Agentic AI & MCP Security
- Conduct security reviews for agentic AI systems, MCP servers, and n8n automation workflows covering agent permissions, tool usage, OAuth/JWT auth, and SSRF/injection risks.
- Publish security guidelines for agentic AI deployments; build automated tooling to assess agent/workflow security at scale.
- Present security architecture proposals (e.g., AWS SSO for agentic identity) to Architecture Review Boards.
Security Reviews & Threat Modelling
- Conduct infrastructure threat modelling and security assessment reports across product verticals (Remittance, Pay, Food, Groceries, DineOut, AppEngine, etc.).
- Drive RFC, PRD, and code security reviews with strong security reasoning and written communication.
- Review secrets management approaches, enforce environment separation (dev vs prod controls).
Infrastructure as Code & Automation
- Contribute to IaC-based security baselining repositories; build auto-remediation proof-of-concepts that can scale across dozens of AWS accounts
- Use agentic AI tooling to automate infrastructure security operations accelerating gap identification and response.
What You'll Need
- 8-10 years of hands-on security engineering experience in a cloud-native environment.
- Deep expertise in AWS security (IAM, GuardDuty, EBS encryption, EC2/Beanstalk hardening, Bottlerocket, Secrets Manager).
- Strong working knowledge of Kubernetes security (KSPM, container escape risks, runtime detection).
- Hands-on experience with Cloudflare (WAF, bot management, SSL/TLS, custom rules, traffic analytics).
- Proven track record of owning vulnerability management programs, patching pipelines, SLA tracking, KPI reporting.
- Experience with DDoS simulation/resilience testing and cross-functional coordination with SRE and QA.
- Familiarity with agentic AI and MCP server security ,SSRF, prompt injection, OAuth/JWT flows, tool permission scoping,
- Experience building or reviewing n8n / workflow automation from a security perspective.
- Strong communication & presentation skills
- Strong cross functional and collaboration skills.

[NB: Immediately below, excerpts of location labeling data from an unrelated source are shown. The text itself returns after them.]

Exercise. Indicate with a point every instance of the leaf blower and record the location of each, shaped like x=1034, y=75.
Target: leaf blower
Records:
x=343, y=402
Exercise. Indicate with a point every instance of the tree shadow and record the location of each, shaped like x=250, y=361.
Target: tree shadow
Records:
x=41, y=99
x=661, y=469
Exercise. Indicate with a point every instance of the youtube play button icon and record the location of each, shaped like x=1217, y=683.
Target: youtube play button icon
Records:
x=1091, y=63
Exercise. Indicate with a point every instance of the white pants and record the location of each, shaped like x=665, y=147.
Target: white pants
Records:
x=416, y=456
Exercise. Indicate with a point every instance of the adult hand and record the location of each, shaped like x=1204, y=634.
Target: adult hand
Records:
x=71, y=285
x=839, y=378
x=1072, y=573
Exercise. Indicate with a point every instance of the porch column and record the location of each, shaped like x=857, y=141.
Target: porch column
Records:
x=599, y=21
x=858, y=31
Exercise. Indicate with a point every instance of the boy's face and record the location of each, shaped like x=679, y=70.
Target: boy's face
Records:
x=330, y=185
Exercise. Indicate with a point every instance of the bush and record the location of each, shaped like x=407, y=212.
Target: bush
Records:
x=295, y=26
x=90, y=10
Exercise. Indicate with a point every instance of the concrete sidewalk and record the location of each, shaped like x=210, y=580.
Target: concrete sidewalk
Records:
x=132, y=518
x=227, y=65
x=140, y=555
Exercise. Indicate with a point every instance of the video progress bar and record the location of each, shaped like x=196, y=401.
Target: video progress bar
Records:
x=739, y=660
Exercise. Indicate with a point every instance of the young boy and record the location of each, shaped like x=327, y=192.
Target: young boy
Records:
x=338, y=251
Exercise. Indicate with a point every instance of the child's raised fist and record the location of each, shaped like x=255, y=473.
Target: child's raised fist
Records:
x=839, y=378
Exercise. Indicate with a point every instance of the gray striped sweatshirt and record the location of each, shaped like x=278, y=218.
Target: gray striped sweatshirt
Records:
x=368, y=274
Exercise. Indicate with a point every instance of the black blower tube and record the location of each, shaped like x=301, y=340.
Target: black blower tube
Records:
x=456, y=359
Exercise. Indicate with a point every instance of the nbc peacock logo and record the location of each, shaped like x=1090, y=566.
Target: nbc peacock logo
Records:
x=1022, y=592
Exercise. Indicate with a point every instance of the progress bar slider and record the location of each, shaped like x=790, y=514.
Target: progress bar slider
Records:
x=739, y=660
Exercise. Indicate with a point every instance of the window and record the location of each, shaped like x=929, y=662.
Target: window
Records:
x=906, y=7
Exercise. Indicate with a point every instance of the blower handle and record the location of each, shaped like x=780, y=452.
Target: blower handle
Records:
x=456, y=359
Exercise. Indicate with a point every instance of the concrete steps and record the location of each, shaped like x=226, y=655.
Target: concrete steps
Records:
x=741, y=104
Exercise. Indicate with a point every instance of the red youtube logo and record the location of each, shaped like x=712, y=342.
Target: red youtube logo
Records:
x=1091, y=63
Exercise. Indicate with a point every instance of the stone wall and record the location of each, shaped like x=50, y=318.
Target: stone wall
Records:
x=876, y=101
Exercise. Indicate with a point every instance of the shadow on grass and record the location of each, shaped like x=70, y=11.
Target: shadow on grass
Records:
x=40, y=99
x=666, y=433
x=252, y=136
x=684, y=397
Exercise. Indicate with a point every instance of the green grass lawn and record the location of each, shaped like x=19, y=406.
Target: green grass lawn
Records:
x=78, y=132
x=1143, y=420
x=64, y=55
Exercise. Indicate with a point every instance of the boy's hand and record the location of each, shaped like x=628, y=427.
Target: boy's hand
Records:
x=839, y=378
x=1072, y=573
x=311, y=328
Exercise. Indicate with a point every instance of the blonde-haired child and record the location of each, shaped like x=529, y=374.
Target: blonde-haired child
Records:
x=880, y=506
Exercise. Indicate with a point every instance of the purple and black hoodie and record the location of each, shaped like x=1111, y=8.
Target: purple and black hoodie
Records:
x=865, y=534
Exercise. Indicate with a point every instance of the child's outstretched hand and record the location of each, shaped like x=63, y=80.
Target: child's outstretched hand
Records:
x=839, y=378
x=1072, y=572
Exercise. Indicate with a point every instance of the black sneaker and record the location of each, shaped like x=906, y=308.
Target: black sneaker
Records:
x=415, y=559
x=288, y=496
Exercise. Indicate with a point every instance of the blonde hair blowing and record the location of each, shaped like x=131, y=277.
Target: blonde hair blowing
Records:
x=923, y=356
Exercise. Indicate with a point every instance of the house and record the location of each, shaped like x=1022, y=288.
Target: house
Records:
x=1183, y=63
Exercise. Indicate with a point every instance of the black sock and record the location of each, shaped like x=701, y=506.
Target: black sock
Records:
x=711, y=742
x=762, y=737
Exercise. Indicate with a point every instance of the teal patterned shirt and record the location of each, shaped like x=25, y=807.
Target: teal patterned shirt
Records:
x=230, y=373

- A high-ownership builder mindset, with a proven ability to drive complex initiatives independently from conception to completion
- Familiarity with Infrastructure as Code (Terraform/CDK), Endpoint Security (CrowdStrike), HackerOne bug bounty triage, and application security tooling (Snyk/SonarQube) is a strong plus.
What We’ll Provide You
We offer colleagues the opportunity to drive impact in the region while they learn and grow. As a full time Careem colleague, you will be able to
- Work and learn from great minds by joining a community of inspiring colleagues.
- Put your passion to work in a purposeful organization dedicated to creating impact in a region with a lot of untapped potential.
- Explore new opportunities to learn and grow every day.
- Work 4 days a week in office & 1 day from home, and remotely from any country in the world for 30 days a year with unlimited vacation days per year. (If you are in an individual contributor role in tech, you will have 2 office days a week and 3 to work from home.)
- Access to healthcare benefits and fitness reimbursements for health activities including gym, health club, and training classes.